②分施の時期は春〜7月上旬の間でよく、チリ硝石と尿素の間にも差がなかった。
5) 品種「あやなみ」の種根量は10a当り150kg以上は必要と思われた。
・ 主要成果の具体的デ−タ−
緩効性窒素入り化成肥料に関する試験(42〜43年)
年 | 処 理/ 項 目 |
単肥標 (N713) |
化成標準 7月N2.8 |
IB化成 (秋全量) |
単肥対照 (秋全量) |
42 | 萌芽数 (本) | 171 | − | 221 | 73 |
油 重 (%) | 100(7.12) | − | 119 | 63 | |
43 | 萌芽数 (本) | − | 262 | 312 | 215 |
油 重 (%) | − | 100(6.68) | 98 | 83 |
処 理/ 項 目 |
単肥標準 (N秋7:春3) |
単肥 A (N秋3:春7) |
S206 標準 (7月12日N2.8) |
S206 A (秋半量、春半量) |
IB A (秋全量) |
IB B (秋半量、春半量) |
生 重 | 100(3474) | 105 | 102 | 108 | 101 | 102 |
油 重 | 100(10.66) | 108 | 107 | 110 | 104 | 106 |
P | 0 | 4 | 8 | 12 | 16 | |
油 | kg | 5.40 | 6.87 | 7.42 | 8.09 | 8.36 |
(%) | (79) | (100) | (108) | (118) | (122) |
K | 0 | 4 | 8 | 12 |
油重 | 7.07) | 7.71 | 8.09 | 8.29 |
(92) | (100) | (105) | (10) |
種根量 | 100 | 125 | 150 | 175 | 200 | L.S.D 5% |
無処理 | 9.99 | 10.61 | 10.96 | 11.39 | 11.24 | 0.66 |
切断処理 | 9.34 | 9.90 | 10.70 | 10.93 | 10.95 | 0.66 |
・ 奨励上又は参考上の注意事項
1) はっかの萌芽は、生育・収量に与える影響が極めて大きく、萌芽の不良年の頻度も少なくないので栽培上の問題点の一つである。
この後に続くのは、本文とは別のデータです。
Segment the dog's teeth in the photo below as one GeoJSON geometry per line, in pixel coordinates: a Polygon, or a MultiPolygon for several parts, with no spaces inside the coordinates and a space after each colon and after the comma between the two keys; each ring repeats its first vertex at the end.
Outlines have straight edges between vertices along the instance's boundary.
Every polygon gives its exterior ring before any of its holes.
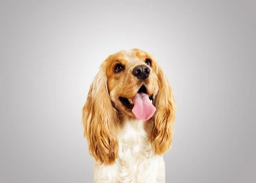
{"type": "Polygon", "coordinates": [[[129,102],[133,104],[133,101],[132,101],[132,100],[131,99],[128,99],[128,100],[129,101],[129,102]]]}

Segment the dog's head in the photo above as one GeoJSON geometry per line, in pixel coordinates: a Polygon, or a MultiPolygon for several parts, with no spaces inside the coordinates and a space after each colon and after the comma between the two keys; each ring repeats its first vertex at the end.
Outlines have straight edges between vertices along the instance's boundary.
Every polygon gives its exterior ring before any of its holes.
{"type": "Polygon", "coordinates": [[[148,53],[137,49],[109,55],[95,76],[82,110],[90,154],[105,165],[114,162],[117,134],[124,119],[151,120],[149,140],[155,154],[171,148],[176,104],[163,70],[148,53]]]}

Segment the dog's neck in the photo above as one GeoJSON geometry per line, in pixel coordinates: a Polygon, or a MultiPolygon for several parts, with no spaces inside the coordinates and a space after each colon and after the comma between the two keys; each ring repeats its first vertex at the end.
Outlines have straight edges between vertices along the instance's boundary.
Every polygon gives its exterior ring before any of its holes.
{"type": "Polygon", "coordinates": [[[150,121],[126,118],[120,123],[120,127],[119,157],[121,159],[135,160],[153,155],[148,139],[151,129],[150,121]]]}

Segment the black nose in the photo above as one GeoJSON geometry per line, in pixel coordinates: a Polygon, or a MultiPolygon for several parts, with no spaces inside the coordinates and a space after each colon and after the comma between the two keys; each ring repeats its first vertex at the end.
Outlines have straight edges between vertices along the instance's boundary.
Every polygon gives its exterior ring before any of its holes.
{"type": "Polygon", "coordinates": [[[132,70],[132,73],[140,79],[144,79],[148,77],[150,68],[145,65],[138,65],[132,70]]]}

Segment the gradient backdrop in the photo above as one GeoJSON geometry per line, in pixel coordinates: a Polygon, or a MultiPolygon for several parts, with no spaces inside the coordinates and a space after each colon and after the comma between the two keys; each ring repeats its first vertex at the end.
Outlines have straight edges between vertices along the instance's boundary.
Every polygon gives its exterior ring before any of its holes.
{"type": "Polygon", "coordinates": [[[93,182],[81,111],[134,47],[175,92],[166,183],[256,182],[256,17],[253,0],[1,0],[0,182],[93,182]]]}

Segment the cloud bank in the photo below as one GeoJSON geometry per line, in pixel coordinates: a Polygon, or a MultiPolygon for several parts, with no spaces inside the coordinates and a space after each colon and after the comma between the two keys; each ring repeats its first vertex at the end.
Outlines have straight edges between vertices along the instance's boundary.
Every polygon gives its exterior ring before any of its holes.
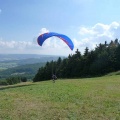
{"type": "Polygon", "coordinates": [[[76,48],[81,48],[81,51],[88,47],[94,49],[99,43],[104,43],[105,41],[110,42],[116,38],[120,38],[120,23],[112,22],[109,25],[97,23],[92,27],[80,27],[79,29],[80,39],[74,39],[74,44],[76,48]]]}
{"type": "MultiPolygon", "coordinates": [[[[48,29],[42,28],[38,35],[49,32],[48,29]]],[[[77,33],[76,33],[77,35],[77,33]]],[[[80,27],[78,36],[73,36],[74,51],[78,48],[82,53],[84,49],[94,49],[99,43],[110,42],[120,38],[120,23],[112,22],[111,24],[97,23],[91,27],[80,27]]],[[[4,41],[0,38],[0,53],[27,53],[27,54],[48,54],[48,55],[68,55],[71,53],[69,47],[57,37],[49,38],[43,46],[37,44],[37,37],[33,41],[4,41]]]]}

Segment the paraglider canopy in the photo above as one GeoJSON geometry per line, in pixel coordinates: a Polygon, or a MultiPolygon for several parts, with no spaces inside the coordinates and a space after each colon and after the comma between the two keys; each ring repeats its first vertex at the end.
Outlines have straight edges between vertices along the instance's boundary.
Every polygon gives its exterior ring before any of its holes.
{"type": "Polygon", "coordinates": [[[53,36],[56,36],[58,38],[60,38],[61,40],[63,40],[71,50],[74,49],[74,44],[72,42],[72,40],[66,36],[66,35],[63,35],[63,34],[59,34],[59,33],[55,33],[55,32],[48,32],[48,33],[44,33],[44,34],[41,34],[38,38],[37,38],[37,42],[40,46],[42,46],[42,44],[44,43],[44,41],[50,37],[53,37],[53,36]]]}

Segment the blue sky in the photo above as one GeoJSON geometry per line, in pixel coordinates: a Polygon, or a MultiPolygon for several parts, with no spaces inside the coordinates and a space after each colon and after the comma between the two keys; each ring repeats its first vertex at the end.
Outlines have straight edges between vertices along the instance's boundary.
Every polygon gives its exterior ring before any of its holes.
{"type": "Polygon", "coordinates": [[[0,0],[0,53],[68,56],[119,39],[119,5],[119,0],[0,0]],[[74,51],[55,37],[38,46],[38,35],[47,31],[69,36],[74,51]]]}

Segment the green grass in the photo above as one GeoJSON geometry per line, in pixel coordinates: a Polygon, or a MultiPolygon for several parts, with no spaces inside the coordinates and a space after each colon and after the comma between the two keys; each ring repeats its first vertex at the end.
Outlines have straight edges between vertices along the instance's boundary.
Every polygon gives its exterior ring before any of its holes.
{"type": "Polygon", "coordinates": [[[120,120],[120,76],[1,87],[0,120],[120,120]]]}

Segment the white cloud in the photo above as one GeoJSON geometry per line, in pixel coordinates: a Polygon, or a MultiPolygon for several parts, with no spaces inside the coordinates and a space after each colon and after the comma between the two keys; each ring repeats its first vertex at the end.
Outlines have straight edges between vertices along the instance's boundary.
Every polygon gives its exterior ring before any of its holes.
{"type": "MultiPolygon", "coordinates": [[[[78,42],[74,41],[75,47],[82,46],[89,47],[90,49],[94,49],[96,44],[104,43],[105,41],[110,42],[111,40],[115,40],[116,38],[120,38],[120,23],[112,22],[111,24],[102,24],[97,23],[92,27],[80,27],[79,37],[81,40],[78,42]],[[79,46],[78,46],[79,45],[79,46]]],[[[78,48],[78,49],[79,49],[78,48]]]]}
{"type": "MultiPolygon", "coordinates": [[[[42,28],[39,35],[46,32],[49,32],[49,30],[42,28]]],[[[108,25],[97,23],[89,28],[82,26],[78,33],[78,38],[75,36],[74,39],[71,39],[75,46],[74,51],[78,48],[83,53],[86,47],[91,50],[99,43],[104,43],[105,41],[110,42],[116,38],[120,39],[120,23],[112,22],[108,25]]],[[[71,51],[69,47],[57,37],[47,39],[42,47],[38,45],[37,37],[33,38],[31,42],[16,40],[4,41],[1,38],[0,53],[35,53],[49,55],[69,55],[74,53],[74,51],[71,51]]]]}

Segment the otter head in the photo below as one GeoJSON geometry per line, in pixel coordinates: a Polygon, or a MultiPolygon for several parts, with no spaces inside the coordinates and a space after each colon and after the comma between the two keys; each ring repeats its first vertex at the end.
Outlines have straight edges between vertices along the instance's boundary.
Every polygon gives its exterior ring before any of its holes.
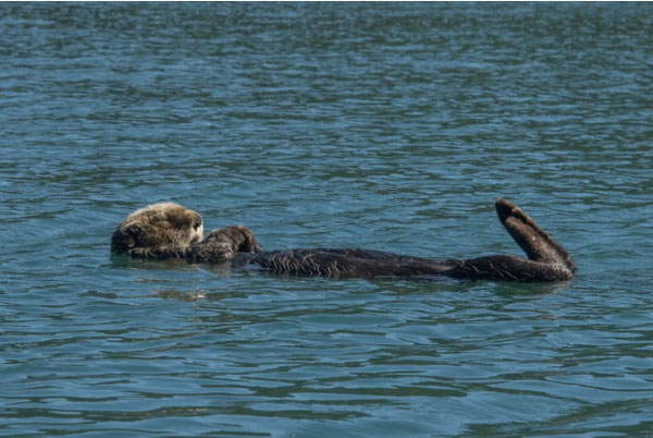
{"type": "Polygon", "coordinates": [[[178,204],[160,203],[127,216],[111,236],[111,252],[128,255],[157,247],[186,247],[202,238],[201,216],[178,204]]]}

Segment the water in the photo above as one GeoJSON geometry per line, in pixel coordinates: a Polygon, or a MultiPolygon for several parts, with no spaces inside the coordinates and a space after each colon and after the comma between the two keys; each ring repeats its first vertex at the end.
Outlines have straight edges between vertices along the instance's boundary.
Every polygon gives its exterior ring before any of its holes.
{"type": "Polygon", "coordinates": [[[653,8],[0,4],[0,434],[653,434],[653,8]],[[264,248],[518,254],[559,284],[109,256],[174,200],[264,248]]]}

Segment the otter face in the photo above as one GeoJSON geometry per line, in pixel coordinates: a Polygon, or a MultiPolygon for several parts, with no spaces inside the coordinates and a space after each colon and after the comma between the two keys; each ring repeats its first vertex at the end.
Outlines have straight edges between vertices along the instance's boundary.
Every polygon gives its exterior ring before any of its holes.
{"type": "Polygon", "coordinates": [[[127,216],[111,236],[111,252],[130,254],[138,248],[186,247],[202,238],[201,216],[178,204],[160,203],[127,216]]]}

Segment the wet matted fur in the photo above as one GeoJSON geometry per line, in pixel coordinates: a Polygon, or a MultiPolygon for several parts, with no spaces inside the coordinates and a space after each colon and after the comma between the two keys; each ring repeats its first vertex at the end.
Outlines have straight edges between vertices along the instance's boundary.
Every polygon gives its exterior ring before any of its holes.
{"type": "Polygon", "coordinates": [[[172,203],[156,204],[130,215],[113,233],[111,248],[116,254],[139,258],[258,265],[274,273],[293,276],[447,276],[503,281],[559,281],[574,277],[571,257],[528,215],[503,198],[496,199],[495,207],[498,219],[528,259],[510,255],[430,259],[371,250],[263,252],[254,233],[241,226],[213,230],[201,240],[199,215],[172,203]]]}

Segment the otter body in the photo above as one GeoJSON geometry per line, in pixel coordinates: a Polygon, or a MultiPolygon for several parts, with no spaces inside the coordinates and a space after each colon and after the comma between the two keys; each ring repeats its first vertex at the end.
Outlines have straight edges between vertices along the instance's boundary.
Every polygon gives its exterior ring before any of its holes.
{"type": "Polygon", "coordinates": [[[370,250],[263,252],[252,232],[241,226],[213,230],[201,240],[201,217],[172,203],[155,204],[130,215],[114,231],[111,250],[136,258],[257,265],[279,275],[330,278],[447,276],[470,280],[560,281],[574,277],[576,267],[567,252],[528,215],[503,198],[496,199],[495,206],[501,222],[528,259],[508,255],[429,259],[370,250]]]}

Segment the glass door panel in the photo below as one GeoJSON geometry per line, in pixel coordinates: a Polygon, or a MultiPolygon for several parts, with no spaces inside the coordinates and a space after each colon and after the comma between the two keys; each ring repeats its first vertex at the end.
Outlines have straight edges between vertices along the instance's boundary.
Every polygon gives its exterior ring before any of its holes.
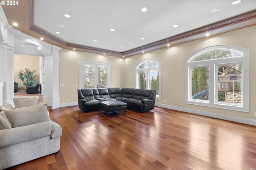
{"type": "Polygon", "coordinates": [[[108,88],[109,87],[109,65],[82,63],[82,88],[108,88]]]}

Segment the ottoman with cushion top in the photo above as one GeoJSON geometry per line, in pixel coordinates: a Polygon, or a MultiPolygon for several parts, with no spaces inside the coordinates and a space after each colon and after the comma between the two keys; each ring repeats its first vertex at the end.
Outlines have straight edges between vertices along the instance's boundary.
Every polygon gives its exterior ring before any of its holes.
{"type": "Polygon", "coordinates": [[[109,116],[111,113],[123,111],[125,114],[126,111],[127,104],[118,100],[101,102],[98,104],[100,113],[102,110],[108,113],[108,116],[109,116]]]}

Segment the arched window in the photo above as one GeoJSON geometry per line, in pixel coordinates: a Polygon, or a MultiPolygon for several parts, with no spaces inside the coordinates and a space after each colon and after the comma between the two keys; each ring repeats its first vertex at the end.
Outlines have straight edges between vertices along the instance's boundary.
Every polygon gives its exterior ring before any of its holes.
{"type": "Polygon", "coordinates": [[[249,111],[249,51],[216,45],[190,54],[185,61],[185,103],[249,111]]]}
{"type": "Polygon", "coordinates": [[[144,60],[135,66],[135,74],[136,88],[156,90],[156,99],[160,99],[160,62],[152,59],[144,60]]]}

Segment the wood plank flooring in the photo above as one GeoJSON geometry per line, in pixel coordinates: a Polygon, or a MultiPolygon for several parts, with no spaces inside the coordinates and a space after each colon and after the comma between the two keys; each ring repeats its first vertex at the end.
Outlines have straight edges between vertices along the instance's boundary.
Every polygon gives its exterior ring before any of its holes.
{"type": "Polygon", "coordinates": [[[255,126],[155,107],[108,117],[78,106],[50,111],[57,153],[10,170],[256,169],[255,126]]]}

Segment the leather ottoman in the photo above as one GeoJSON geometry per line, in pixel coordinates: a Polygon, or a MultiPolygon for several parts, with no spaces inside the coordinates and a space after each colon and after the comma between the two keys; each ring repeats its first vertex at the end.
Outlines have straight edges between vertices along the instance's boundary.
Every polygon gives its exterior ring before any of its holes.
{"type": "Polygon", "coordinates": [[[99,103],[99,109],[100,113],[101,110],[105,111],[109,116],[111,113],[116,111],[124,111],[124,114],[126,113],[127,104],[124,102],[118,100],[110,100],[101,102],[99,103]]]}

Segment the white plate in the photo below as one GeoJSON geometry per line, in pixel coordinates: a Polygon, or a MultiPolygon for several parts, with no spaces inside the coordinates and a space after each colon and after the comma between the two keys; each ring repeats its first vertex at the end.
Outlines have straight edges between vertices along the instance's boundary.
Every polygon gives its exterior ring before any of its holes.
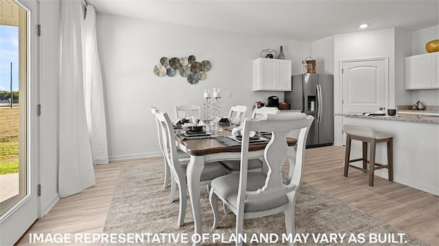
{"type": "Polygon", "coordinates": [[[185,136],[211,136],[210,132],[204,132],[199,134],[188,134],[186,131],[181,131],[181,133],[183,134],[185,136]]]}
{"type": "MultiPolygon", "coordinates": [[[[233,139],[234,140],[237,141],[237,142],[239,142],[241,143],[241,140],[237,139],[235,136],[228,136],[229,138],[233,139]]],[[[268,138],[265,138],[263,137],[260,137],[259,139],[254,139],[254,140],[250,140],[248,141],[248,143],[258,143],[258,142],[265,142],[268,141],[268,138]]]]}

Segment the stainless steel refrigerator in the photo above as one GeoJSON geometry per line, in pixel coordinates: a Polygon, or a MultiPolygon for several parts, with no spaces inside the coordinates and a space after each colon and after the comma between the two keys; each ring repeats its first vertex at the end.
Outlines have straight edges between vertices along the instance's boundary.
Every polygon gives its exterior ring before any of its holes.
{"type": "Polygon", "coordinates": [[[314,116],[307,147],[334,143],[334,79],[331,75],[305,73],[294,75],[292,90],[285,93],[292,110],[314,116]]]}

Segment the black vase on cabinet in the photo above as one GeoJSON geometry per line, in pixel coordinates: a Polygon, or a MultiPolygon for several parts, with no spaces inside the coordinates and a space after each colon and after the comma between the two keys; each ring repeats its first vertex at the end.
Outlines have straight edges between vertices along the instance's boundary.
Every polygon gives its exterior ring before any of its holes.
{"type": "Polygon", "coordinates": [[[277,56],[278,59],[285,60],[285,56],[283,54],[283,46],[281,46],[281,50],[279,51],[279,56],[277,56]]]}

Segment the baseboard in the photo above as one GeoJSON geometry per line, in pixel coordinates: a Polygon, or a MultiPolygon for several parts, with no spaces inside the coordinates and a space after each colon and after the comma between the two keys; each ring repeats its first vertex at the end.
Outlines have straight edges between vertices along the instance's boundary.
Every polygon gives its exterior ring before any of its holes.
{"type": "Polygon", "coordinates": [[[49,211],[50,211],[50,210],[51,210],[52,208],[54,208],[55,204],[56,204],[56,203],[59,200],[60,200],[60,197],[58,196],[58,193],[55,193],[55,195],[54,195],[52,199],[50,199],[50,201],[47,203],[47,204],[40,210],[40,219],[46,216],[46,214],[49,213],[49,211]]]}
{"type": "Polygon", "coordinates": [[[158,156],[161,155],[162,155],[161,152],[149,152],[149,153],[134,153],[134,154],[130,154],[130,155],[112,156],[108,156],[108,160],[115,161],[115,160],[121,160],[139,159],[139,158],[145,158],[148,157],[158,156]]]}

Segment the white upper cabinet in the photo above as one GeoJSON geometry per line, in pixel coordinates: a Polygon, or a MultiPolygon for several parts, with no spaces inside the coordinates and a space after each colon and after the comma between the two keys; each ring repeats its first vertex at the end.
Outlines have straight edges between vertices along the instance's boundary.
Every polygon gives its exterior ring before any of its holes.
{"type": "Polygon", "coordinates": [[[439,52],[405,58],[405,90],[439,88],[439,52]]]}
{"type": "Polygon", "coordinates": [[[291,61],[257,58],[253,60],[253,90],[291,91],[291,61]]]}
したがって、はっかの安定多収栽培には先ず萌芽数の確保が必要なので萌芽不良の対策として次のことが考えられる。
① 単肥の場合は秋の植付時に窒素施用量は3割程度とし残りは翌年に分施する。なお、秋施用の窒素としてアンモニア系はさけたほ方が良い。また、化成肥料の場合でもなるべく窒素量の約半量を秋に施用し残りは翌年分施する方法や、低窒素の化成肥料の使用が安全である。
② 施肥の分施労力を考えると緩効性窒素入化成肥料を秋に全量施用することが省力上有望である。
③ 融雪水の停滞が長期間にわたるような排水不良畑はさけること。
④ 品種「あやなみ」の秋に植付ける種根量は150kg/10a以上が望ましい。
2) りん酸肥料は10a当り12kg、カリ肥料は8kgを標準として施用することが適当と考える。